The ISO 22332 standard also addresses components of a BC plan: procedures, or actions to be performed; guidance on documentation and document control; plan maintenance; awareness and training; and plan monitoring and review activities.
For example, Section 7 of the standard, “Content of business continuity plan and procedures,” provides a basic outline of a BC plan, starting with purpose, objectives and assumptions. It then provides details on key activities addressed in a typical BC plan, including the following:
- activating and assembling a BC team;
- defining team roles;
- identifying tasks to be performed during the event;
- linking with other plans, such as technology DR plans;
- communicating with various players;
- standing down the plan;
- establishing contact information; and
- distributing the plan.
Other standards cover essential activities to prepare ISO BC plans, such as business impact analyses and risk analyses. A relatively new standard, ISO 22331:2018 Security and resilience — Business continuity management systems — Guidelines for business continuity strategy, explains which business strategies organizations must address when developing a BC plan.
Apply the ISO 22332 standard
The purpose of ISO 22332 is to identify activities that should be included in a plan, often in a logical sequence of occurrence. While organizations can enter these BC activities into a plan, the plan’s author must develop the specific step-by-step procedures involved.
The standard provides a familiar structure for BC plans and, sometimes, groups certain activities — such as managing the media — into other activity buckets. It then becomes the plan author’s job to decide if activities embedded in the standard need to be broken into separately defined actions.
Two special cases ISO 22332 addresses
The ISO 22332 standard includes guidance on two familiar disaster scenarios: pandemics and cyber attacks. Due to the ongoing impact of the COVID-19 pandemic and the rise in cyber and ransomware attacks, Section 8 of the standard provides steps for managing these two situations.
How the new standard relates to resilience
The framework in the following figure depicts how the ISO 22332 standard is positioned toward achieving organizational and operational resilience.

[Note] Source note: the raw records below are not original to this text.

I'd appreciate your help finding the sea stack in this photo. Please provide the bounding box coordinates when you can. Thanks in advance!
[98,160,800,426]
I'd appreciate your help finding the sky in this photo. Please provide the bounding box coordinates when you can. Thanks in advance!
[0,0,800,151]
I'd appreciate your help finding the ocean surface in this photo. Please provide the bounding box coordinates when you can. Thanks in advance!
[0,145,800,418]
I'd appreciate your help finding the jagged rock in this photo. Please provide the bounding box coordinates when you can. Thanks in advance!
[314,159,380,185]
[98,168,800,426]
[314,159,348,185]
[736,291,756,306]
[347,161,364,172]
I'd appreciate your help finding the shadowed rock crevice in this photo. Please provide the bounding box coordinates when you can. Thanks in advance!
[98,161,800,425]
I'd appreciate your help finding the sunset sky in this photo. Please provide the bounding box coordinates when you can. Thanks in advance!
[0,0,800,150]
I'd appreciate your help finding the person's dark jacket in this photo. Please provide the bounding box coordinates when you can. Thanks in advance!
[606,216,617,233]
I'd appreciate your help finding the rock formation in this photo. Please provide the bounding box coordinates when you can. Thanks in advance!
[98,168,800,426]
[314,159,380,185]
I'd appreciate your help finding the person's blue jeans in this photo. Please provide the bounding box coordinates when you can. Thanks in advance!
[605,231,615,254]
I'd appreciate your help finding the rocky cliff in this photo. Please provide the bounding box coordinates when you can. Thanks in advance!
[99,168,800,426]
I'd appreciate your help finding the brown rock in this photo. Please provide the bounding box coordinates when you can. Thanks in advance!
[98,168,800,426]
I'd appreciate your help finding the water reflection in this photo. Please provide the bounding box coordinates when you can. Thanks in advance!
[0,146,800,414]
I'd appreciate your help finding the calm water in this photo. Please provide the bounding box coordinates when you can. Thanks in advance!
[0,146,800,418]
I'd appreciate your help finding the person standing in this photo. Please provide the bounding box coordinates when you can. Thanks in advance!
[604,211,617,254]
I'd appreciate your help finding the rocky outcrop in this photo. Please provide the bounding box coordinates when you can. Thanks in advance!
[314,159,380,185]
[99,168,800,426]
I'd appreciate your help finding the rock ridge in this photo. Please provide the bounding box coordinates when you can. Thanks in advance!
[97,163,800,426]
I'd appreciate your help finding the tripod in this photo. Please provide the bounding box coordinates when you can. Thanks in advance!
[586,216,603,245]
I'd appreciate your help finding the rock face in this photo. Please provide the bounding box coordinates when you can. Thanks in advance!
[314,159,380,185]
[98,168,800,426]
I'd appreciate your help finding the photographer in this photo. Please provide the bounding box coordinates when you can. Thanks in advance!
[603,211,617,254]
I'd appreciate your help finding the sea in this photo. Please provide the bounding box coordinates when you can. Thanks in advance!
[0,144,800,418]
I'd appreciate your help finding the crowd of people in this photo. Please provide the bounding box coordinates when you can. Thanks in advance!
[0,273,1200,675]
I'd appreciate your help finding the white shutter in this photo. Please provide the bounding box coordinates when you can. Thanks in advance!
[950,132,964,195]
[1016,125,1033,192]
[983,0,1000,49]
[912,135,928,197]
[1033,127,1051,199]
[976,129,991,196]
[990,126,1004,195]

The standard identifies the activities an organization should perform to achieve the BC goals of response, recovery, resumption and restoration. Resilient organizations perform these activities to effectively adapt to and deal with disruptive events that could threaten business processes, people, technology and facilities.
How to achieve compliance with ISO 22332
The ISO 22301 standard is often used as a benchmark when auditing BC plans, as it identifies the many control activities that go into a BC plan. ISO 22332 provides additional information on a plan’s internal content and structure and can be a supplementary control document when preparing a BC plan audit.
Organizations can also use ISO 22332 to assess an existing BC plan for content thoroughness. When using the two standards as part of an audit, use ISO 22301 for the basic audit structure and ISO 22332 for the details within each audit category.